* How best to bypass the page cache from within a kernel module?
@ 2003-09-17 18:24 Alan Stern
2003-09-17 19:44 ` Dave Hansen
2003-09-22 18:51 ` Ray Bryant
0 siblings, 2 replies; 10+ messages in thread
From: Alan Stern @ 2003-09-17 18:24 UTC (permalink / raw)
To: linux-mm
I'm working on a kernel module driver for Linux 2.6. One of the things
this driver needs to do is perform a VERIFY command; which means checking
to make sure that certain disk sectors within a file actually can be read
without encountering a bad sector or other hardware error. Now, I realize
that there are already issues involved with convincing the disk drive to
read from its media rather than from its cache. But apart from that, my
problem is how to convince Linux to read from the drive rather than from
the page cache.
One suggestion was to use O_DIRECT when opening the file, because that
does cause reads to go directly to the hardware. The problem with this is
that since the direct-I/O routines send file data directly to user
buffers, they must check that the buffer addresses are valid and belong to
the user's address space. But my code runs in a kernel thread so it has
no current->mm (and in any case I would prefer to use my kernel-space
buffers rather than user-space memory). It might be possible to get hold
of an mm_struct, but it's not necessarily easy as mm_alloc() isn't
EXPORTed. Perhaps my thread could keep its original current->mm by
incrementing current->mm->users before calling daemonize() and setting
current->mm back to its original value afterward. Is that legal? Having
done so, perhaps I could use some sort of mmap() call to allocate a
user-space buffer that would be okay for direct-I/O. What's the best way
to do that -- what function would I have to call?
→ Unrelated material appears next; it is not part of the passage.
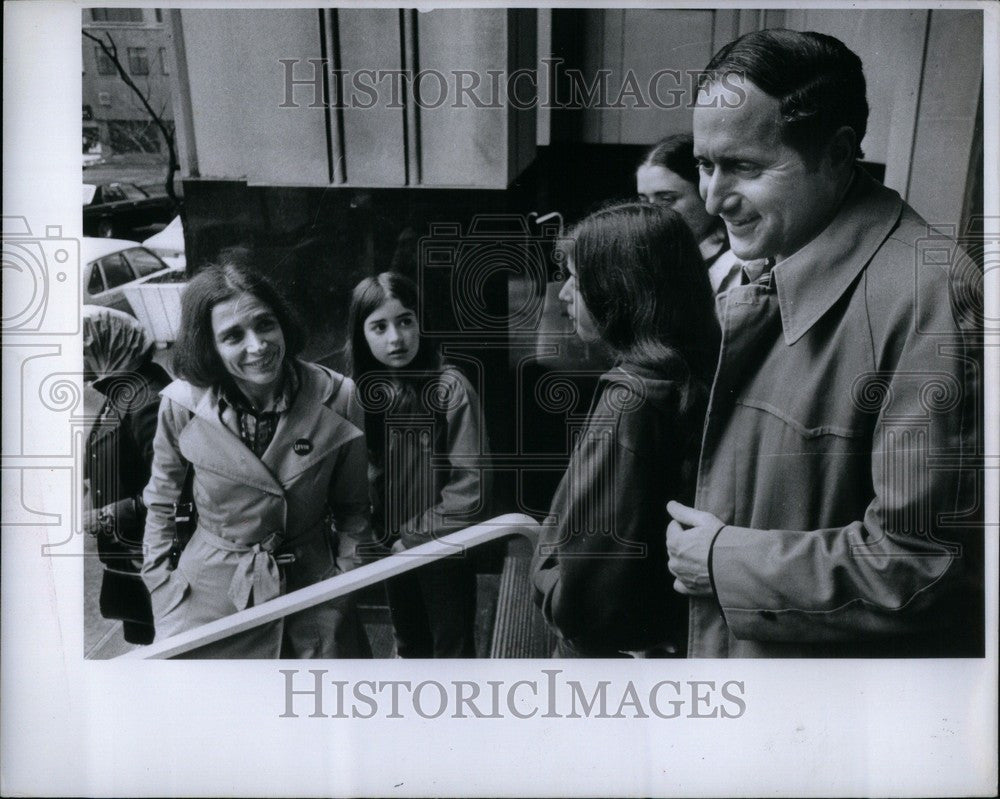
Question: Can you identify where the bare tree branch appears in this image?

However, all that seems rather roundabout. An equally acceptable solution
would be simply to invalidate all the entries in the page cache referring
to my file, so that reads would be forced to go to the drive. Can anyone
tell me how to do that?
TIA,
Alan Stern
--
To unsubscribe, send a message with 'unsubscribe linux-mm' in
the body to majordomo@kvack.org. For more info on Linux MM,
see: http://www.linux-mm.org/ .
Don't email: <a href=mailto:"aart@kvack.org"> aart@kvack.org </a>
^ permalink raw reply [flat|nested] 10+ messages in thread
* Re: How best to bypass the page cache from within a kernel module?
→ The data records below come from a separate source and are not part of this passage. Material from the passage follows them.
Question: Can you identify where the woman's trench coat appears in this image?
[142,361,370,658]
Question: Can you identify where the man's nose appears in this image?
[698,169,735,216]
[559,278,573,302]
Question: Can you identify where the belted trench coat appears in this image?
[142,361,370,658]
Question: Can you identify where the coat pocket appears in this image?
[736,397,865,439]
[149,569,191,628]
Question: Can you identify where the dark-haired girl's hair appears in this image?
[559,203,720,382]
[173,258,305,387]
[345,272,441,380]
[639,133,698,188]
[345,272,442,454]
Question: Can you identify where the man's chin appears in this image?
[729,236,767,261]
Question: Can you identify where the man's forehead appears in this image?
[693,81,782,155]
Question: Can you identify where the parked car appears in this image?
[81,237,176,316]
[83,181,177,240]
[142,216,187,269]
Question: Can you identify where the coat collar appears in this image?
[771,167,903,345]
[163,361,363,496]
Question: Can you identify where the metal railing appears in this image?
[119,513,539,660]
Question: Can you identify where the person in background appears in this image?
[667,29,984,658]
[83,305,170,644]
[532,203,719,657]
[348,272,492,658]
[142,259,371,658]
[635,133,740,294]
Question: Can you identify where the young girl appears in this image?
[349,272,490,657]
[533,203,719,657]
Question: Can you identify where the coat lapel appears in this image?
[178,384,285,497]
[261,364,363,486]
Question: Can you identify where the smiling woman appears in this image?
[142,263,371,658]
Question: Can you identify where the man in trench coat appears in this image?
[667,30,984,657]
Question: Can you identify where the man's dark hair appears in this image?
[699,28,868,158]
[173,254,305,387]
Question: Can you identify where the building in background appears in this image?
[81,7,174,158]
2003-09-17 18:24 How best to bypass the page cache from within a kernel module? Alan Stern
@ 2003-09-17 19:44 ` Dave Hansen
2003-09-17 19:50 ` William Lee Irwin III
2003-09-22 18:51 ` Ray Bryant
1 sibling, 1 reply; 10+ messages in thread
From: Dave Hansen @ 2003-09-17 19:44 UTC (permalink / raw)
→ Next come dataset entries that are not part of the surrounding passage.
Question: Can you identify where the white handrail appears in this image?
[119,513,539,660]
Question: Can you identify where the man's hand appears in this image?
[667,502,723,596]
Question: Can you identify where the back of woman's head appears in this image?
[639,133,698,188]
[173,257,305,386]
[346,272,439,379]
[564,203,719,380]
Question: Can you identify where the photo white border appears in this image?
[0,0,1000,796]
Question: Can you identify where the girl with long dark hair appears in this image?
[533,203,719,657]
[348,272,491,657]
To: Alan Stern; +Cc: linux-mm
On Wed, 2003-09-17 at 11:24, Alan Stern wrote:
> However, all that seems rather roundabout. An equally acceptable solution
> would be simply to invalidate all the entries in the page cache referring
> to my file, so that reads would be forced to go to the drive. Can anyone
> tell me how to do that?
Whatever you're trying to do, you probably shouldn't be doing it in the
kernel to begin with. Do it from userspace, it will save you a lot of
pain.
--
Dave Hansen
haveblue@us.ibm.com
--
To unsubscribe, send a message with 'unsubscribe linux-mm' in
the body to majordomo@kvack.org. For more info on Linux MM,
see: http://www.linux-mm.org/ .
Don't email: <a href=mailto:"aart@kvack.org"> aart@kvack.org </a>
^ permalink raw reply [flat|nested] 10+ messages in thread
* Re: How best to bypass the page cache from within a kernel module?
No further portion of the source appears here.